Reste deux difficultés : Quand tu fais des
moins-values à long-terme, tu ne peux évidemment pas les imputer sur des
bénéfices d’exploitation.
Les taux ne sont pas les mêmes et le fisc n’admet pas,
au nom de la défense des intérêts du peuple Gauloisien, d’imputer de l’assiette
« réduite » sur de l’assiette « à taux normal ».
Ok admettons, ça reste « équitable ».
En revanche – et c’est une décision de gestion
opposable – que tu viennes imputer tes plus-values à long terme (à taux réduit)
sur des déficits « à taux normal », perdant donc définitivement le
bénéfice du taux réduit pour plus tard, combien de fois ai-je pu le faire ?

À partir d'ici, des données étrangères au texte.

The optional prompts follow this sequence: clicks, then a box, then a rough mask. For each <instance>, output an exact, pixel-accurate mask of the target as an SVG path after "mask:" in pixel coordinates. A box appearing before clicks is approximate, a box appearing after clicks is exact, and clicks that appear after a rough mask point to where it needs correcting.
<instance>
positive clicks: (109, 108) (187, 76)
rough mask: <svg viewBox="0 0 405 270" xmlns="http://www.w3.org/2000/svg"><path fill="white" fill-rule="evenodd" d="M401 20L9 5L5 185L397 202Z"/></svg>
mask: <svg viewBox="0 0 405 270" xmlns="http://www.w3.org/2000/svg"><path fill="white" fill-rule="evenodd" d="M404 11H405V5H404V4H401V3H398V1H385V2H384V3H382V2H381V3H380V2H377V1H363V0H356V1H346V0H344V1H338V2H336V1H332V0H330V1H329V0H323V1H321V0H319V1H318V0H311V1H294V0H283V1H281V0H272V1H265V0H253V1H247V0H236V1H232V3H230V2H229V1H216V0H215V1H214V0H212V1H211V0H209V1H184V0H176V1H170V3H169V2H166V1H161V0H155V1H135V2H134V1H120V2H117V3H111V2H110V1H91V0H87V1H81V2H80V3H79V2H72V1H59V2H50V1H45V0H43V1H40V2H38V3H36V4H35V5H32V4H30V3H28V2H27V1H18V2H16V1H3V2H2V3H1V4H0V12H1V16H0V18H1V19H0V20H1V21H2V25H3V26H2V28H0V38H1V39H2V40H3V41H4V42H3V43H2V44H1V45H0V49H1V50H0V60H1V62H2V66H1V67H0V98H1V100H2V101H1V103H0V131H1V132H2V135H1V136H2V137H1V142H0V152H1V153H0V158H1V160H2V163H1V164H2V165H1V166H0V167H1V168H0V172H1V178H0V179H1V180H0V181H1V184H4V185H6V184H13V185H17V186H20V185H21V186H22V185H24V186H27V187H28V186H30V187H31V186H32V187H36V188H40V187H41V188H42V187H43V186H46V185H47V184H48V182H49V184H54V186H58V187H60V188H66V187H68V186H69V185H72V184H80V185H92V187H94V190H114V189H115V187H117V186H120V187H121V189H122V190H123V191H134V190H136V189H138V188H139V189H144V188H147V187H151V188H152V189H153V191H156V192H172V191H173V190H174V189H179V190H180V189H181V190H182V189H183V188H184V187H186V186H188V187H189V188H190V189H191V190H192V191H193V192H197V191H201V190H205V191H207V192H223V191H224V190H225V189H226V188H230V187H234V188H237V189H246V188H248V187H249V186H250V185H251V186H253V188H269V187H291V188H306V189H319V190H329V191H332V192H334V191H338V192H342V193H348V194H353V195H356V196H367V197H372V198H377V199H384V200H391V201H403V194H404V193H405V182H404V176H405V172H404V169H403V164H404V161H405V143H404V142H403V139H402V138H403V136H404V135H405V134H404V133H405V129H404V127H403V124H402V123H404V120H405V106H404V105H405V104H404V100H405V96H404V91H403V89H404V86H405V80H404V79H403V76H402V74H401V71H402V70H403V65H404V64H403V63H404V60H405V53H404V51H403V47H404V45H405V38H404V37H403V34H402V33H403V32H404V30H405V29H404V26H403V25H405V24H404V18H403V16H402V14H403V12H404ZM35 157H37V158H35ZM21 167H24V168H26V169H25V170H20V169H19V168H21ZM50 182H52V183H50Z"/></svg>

Notamment quand les déficits d’exploitation allaient
être perdus (c’était avant le « carry-back »)…
Jamais eu de problème.
Bé il se trouve que dans l’affaire ci-dessous, le
fisc, rapiat au possible, il a voulu quand même recouvrir l’impôt au « taux
réduit » sur le kontribuable, se foutant éperdument des pertes « à taux
normal » qui allaient être perdues (le « carry-back », ça
fonctionne dans la limite de l’IS payés sur les exercices antérieurs
non-prescrits).
Et le kontribuable de faire réclamation, de payer « par
avance » et au titre de la garantie du fisc (qui n’a rien à perdre même en
cas de contentieux), le montant réclamé, et d’aller plaider devant les
tribunaux jusque devant le Conseil d’État.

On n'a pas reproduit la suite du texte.